Кит глубоко вздохнул и снова сосредоточил свое внимание на письме. «Судя по местным слухам, ты вроде бы собираешься некоторое время пожить здесь. Это правда?»
Быть может. Он подлил себе еще немного виски и снова вернулся к своим воспоминаниям.
Начальную подготовку и первичное военное обучение он проходил в Форт-Беннинге, штат Джорджия; потом его направили в расположенную там же школу младшего офицерского состава; не прошло и года после его призыва на военную службу, как ему уже присвоили звание второго лейтенанта. Неплохо для простого сельского парня. Они с Энни переписывались, поначалу часто, потом, разумеется, все реже; письма приходили не очень радостные. Ей оказалось трудно защищать и оправдывать свое стремление хранить ему верность, и вскоре она дала ему понять, что встречается с другими. Он понимал ее. И в то же время не мог понять. Отпуск, который ему дали перед отправкой во Вьетнам, он провел не в Колумбусе, а в Спенсервиле. Между ними состоялся телефонный разговор. У Энни было трудное время в университете, и она сказала, что сильно занята. Он жил предстоявшим отъездом, перспективой оказаться в зоне боевых действий, и ее университетские дела ему в общем-то были безразличны. Он спросил, встречается ли она сейчас с кем-нибудь. Она ответила, что да, но это несерьезно. После десяти минут такого разговора ему уже захотелось поскорее оказаться на войне.
– А ты изменилась, – сказал он.
– Мы все изменились, Кит, – ответила она. – Посмотри вокруг.
– Ну что ж, мне надо ехать, – проговорил он. – Удачи тебе в учебе.
– Спасибо. Будь осторожен, Кит. Возвращайся назад живым и здоровым.
– Угу.
– Пока.
– Пока.
Но ни тот, ни другой не вешали трубку, чего-то выжидали; потом она проговорила:
– Ты же понимаешь, я стараюсь сделать так, чтобы нам обоим было легче.

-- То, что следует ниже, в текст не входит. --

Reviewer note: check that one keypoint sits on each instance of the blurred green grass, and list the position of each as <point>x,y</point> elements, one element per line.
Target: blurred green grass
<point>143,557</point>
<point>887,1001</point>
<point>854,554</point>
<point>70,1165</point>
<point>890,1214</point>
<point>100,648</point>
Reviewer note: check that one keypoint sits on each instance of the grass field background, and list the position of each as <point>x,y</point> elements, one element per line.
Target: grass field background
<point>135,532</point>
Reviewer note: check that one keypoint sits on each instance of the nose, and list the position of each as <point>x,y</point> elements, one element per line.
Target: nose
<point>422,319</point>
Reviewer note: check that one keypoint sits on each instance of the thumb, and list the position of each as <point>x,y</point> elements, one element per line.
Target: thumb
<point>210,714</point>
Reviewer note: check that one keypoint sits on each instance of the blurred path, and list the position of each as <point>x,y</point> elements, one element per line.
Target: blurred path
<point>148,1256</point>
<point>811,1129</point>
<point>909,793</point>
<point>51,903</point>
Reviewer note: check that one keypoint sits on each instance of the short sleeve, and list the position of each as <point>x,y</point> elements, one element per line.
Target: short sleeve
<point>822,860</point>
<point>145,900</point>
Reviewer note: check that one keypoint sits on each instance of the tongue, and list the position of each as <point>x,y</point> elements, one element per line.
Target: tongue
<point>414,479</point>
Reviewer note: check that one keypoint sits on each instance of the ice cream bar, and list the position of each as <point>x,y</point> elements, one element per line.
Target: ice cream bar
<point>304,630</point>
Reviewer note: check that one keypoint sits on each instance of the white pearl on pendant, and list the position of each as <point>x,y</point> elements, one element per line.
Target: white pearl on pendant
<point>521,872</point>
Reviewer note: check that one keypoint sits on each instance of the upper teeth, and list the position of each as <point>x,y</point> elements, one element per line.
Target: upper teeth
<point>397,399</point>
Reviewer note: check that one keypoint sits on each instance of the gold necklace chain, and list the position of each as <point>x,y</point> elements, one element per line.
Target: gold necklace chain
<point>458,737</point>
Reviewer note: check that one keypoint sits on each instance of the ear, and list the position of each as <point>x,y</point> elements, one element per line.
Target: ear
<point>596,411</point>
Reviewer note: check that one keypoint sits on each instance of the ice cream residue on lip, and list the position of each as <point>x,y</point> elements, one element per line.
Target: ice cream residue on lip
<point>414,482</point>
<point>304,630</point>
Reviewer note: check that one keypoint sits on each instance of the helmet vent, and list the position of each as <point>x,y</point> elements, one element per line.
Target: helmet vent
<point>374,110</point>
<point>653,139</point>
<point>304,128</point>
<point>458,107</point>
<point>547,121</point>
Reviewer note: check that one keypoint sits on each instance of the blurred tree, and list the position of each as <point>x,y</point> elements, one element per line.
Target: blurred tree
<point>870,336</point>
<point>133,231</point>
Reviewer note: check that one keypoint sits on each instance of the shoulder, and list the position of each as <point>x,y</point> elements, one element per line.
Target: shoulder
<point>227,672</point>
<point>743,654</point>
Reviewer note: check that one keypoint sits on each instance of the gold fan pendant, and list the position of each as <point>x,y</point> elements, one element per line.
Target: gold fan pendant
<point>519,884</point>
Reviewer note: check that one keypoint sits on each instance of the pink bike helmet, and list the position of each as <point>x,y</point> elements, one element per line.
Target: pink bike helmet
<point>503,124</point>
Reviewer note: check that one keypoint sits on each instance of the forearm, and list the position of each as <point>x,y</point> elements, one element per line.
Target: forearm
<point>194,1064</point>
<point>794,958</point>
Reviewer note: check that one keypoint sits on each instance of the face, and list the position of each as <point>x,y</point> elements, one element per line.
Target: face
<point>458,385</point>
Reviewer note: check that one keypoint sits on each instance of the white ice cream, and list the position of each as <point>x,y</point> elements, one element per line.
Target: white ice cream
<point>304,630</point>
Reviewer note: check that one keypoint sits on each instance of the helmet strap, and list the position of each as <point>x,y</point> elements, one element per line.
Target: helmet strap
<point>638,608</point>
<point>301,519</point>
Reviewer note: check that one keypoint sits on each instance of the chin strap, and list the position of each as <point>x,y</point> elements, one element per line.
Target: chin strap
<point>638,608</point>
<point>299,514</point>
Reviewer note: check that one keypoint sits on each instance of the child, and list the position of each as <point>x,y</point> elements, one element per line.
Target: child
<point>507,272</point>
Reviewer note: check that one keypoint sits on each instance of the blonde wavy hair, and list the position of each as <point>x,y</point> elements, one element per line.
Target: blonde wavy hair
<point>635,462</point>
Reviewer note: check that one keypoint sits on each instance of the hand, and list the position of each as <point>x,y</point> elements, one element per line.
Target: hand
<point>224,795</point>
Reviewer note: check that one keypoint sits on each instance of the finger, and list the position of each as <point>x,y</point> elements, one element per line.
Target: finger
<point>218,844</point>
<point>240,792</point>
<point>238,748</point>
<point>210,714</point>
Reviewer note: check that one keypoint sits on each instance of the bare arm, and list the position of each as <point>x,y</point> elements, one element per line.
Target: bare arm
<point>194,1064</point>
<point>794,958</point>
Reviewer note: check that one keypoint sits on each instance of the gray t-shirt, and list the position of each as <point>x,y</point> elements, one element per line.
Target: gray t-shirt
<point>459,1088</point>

– Я понимаю. Спасибо. – Он повесил трубку.
Они продолжали переписываться: ни он, ни она не могли поверить, будто между ними и в самом деле все кончено.
Кит отодвинул стаканчик с виски в сторону. Алкоголь не действовал на него, руки дрожали, разум и чувства никак не желали впадать в приятное оцепенение. Он продолжал читать дальше: «Ну что ж, добро пожаловать домой, Кит, и желаю удачи».